Le Conseil constitutionnel sénégalais a rendu hier une décision historique en invalidant la réforme institutionnelle proposée par le Pastef, le parti majoritaire à l’Assemblée nationale. Selon la plus haute instance judiciaire du pays, ce texte ne respecte pas les principes fondamentaux de la Constitution sénégalaise. La réforme, présentée comme un moyen de rééquilibrer les pouvoirs entre les institutions, se heurtait à deux obstacles majeurs : l’absence de financement prévisionnel pour la future Cour constitutionnelle et des irrégularités dans la procédure parlementaire.

Cette décision intervient après son adoption par l’Assemblée nationale, où le Pastef dispose d’une majorité confortable. Le président Bassirou Diomaye Faye avait lui-même saisi le Conseil constitutionnel pour trancher ce différend, donnant ainsi un caractère officiel à ce bras de fer institutionnel.

les irrégularités qui ont scellé le sort de la réforme

Parmi les griefs soulevés par le Conseil constitutionnel, deux points ont été particulièrement déterminants. Le premier concerne le financement de la nouvelle Cour constitutionnelle, dont le budget n’était pas précisé dans le texte. Le second point touche à la procédure parlementaire : le Conseil a relevé que l’Assemblée nationale n’avait pas respecté les règles lors de l’examen des amendements gouvernementaux, notamment en refusant d’appliquer la procédure de vote bloqué demandée par l’exécutif.

Adji Diarra Mergane Kanouté, ex-députée et présidente de la coalition Ensemble Demain, a analysé cette décision avec précision :

« Le Conseil constitutionnel a agi en pleine conformité avec la loi. Bien que le texte soit rejeté, rien n’empêche l’Assemblée nationale de proposer une nouvelle réforme, à condition qu’elle respecte scrupuleusement les procédures et prévoie des recettes compensatrices pour les nouvelles charges publiques, comme l’organisation d’élections ou la création de la Cour constitutionnelle. Le Conseil a rappelé que même avec une majorité, il est impératif de respecter les droits de tous et de garantir un dialogue inclusif. »

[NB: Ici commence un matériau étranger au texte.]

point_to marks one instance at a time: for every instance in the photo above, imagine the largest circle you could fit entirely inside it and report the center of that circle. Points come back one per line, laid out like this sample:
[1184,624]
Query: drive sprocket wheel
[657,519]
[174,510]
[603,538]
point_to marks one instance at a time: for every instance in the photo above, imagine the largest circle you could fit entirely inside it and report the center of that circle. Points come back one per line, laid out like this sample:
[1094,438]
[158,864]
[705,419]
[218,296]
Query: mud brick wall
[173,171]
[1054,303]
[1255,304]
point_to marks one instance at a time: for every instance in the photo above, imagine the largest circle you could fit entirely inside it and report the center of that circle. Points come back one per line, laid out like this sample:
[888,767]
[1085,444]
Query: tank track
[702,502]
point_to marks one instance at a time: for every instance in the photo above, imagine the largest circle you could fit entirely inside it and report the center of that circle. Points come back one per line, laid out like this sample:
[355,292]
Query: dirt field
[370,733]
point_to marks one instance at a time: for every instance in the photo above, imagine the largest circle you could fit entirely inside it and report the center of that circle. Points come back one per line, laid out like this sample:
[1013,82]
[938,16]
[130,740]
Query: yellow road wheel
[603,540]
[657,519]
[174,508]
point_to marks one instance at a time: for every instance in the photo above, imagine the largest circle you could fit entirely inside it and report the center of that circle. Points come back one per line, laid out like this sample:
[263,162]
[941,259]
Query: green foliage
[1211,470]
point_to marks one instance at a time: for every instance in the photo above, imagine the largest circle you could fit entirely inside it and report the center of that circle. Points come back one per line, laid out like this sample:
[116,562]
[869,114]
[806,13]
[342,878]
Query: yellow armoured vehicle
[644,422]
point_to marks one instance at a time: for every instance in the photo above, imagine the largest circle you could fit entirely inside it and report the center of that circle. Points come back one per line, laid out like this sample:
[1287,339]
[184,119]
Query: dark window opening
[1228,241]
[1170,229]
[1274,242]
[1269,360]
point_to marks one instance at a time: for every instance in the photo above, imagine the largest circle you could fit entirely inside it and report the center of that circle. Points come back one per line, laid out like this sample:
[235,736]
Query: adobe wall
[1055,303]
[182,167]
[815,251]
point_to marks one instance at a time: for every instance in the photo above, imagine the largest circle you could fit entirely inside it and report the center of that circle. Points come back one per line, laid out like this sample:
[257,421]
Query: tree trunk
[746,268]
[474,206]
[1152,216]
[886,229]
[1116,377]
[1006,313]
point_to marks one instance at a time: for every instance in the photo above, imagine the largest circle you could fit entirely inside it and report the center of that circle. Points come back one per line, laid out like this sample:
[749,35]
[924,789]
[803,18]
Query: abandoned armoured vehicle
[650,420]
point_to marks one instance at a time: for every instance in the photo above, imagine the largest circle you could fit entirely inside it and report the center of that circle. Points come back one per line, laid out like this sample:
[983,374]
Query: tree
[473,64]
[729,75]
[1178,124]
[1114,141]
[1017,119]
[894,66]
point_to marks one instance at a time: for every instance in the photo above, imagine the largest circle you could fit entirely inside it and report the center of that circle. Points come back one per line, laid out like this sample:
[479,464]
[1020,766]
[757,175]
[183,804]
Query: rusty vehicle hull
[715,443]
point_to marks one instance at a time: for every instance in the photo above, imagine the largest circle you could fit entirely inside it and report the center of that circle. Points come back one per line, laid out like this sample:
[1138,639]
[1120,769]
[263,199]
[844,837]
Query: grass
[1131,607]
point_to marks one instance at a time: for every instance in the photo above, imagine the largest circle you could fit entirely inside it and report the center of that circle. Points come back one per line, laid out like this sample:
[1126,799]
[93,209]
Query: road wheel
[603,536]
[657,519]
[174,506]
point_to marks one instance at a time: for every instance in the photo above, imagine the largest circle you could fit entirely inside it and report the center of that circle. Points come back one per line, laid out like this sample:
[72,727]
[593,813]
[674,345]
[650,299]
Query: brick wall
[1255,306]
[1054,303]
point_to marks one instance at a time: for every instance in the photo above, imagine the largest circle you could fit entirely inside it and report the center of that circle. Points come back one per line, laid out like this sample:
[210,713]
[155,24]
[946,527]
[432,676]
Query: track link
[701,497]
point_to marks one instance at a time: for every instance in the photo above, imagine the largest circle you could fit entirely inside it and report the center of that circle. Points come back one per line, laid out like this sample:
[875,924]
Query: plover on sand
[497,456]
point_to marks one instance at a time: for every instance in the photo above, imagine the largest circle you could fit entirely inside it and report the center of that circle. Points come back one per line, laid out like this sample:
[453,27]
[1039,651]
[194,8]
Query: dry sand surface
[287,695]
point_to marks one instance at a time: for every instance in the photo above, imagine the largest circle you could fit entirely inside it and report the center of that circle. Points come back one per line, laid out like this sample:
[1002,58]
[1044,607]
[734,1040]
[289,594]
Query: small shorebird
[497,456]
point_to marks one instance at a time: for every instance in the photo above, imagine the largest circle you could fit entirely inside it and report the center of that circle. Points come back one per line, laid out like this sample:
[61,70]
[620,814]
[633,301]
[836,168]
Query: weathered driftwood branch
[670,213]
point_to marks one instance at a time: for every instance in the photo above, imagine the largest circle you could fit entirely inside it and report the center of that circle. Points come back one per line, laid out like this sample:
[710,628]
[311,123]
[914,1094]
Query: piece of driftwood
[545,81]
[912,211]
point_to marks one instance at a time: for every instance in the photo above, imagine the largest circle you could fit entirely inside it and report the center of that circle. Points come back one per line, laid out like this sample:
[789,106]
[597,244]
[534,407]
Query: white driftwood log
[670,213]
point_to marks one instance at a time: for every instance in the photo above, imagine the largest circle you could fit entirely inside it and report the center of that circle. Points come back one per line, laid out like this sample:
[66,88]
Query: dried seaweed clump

renforcement des pouvoirs parlementaires : une autre pomme de discorde

La réforme prévoyait également d’élargir les prérogatives des députés, notamment en matière de contrôle des contrats liés à l’exploitation des ressources naturelles. Cette disposition aurait permis aux parlementaires d’accéder à des informations jusqu’alors protégées, renforçant ainsi leur rôle de contrôle sur l’exécutif.

Les réactions politiques n’ont pas tardé. Ousmane Sonko a reconnu publiquement la décision du Conseil constitutionnel, tout en maintenant une posture critique envers les institutions. Du côté de la majorité présidentielle, on insiste sur la légitimité des institutions et la nécessité de poursuivre le dialogue pour faire avancer les réformes. Dr. Binette Ndiaye, coordinatrice du Forum Citoyen, a salué cette décision :

« En tant que membre de la société civile, je considère cette initiative comme une avancée majeure. Initialement, cette réforme semblait être portée par un seul parti politique, sans consultation préalable ni recherche de consensus. Le Conseil constitutionnel rappelle que, même avec une majorité, nous devons agir dans le cadre d’une République, en tenant compte des avis de tous. »

le Sénégal à l’épreuve des tensions politiques

Cette décision intervient dans un contexte de fractures croissantes entre les deux figures centrales du Pastef. Ousmane Sonko, autrefois Premier ministre, a été écarté du gouvernement avant d’être élu président de l’Assemblée nationale. Depuis, les tensions entre lui et le président Bassirou Diomaye Faye se sont intensifiées, au point que certains observateurs évoquent une « cohabitation » difficile au sommet de l’État.

Pour de nombreux analystes, cette invalidation de la réforme institutionnelle marque un tournant dans la rivalité politique qui secoue le Sénégal. Les conséquences de cette décision pourraient redéfinir durablement l’équilibre des pouvoirs et la vie politique du pays.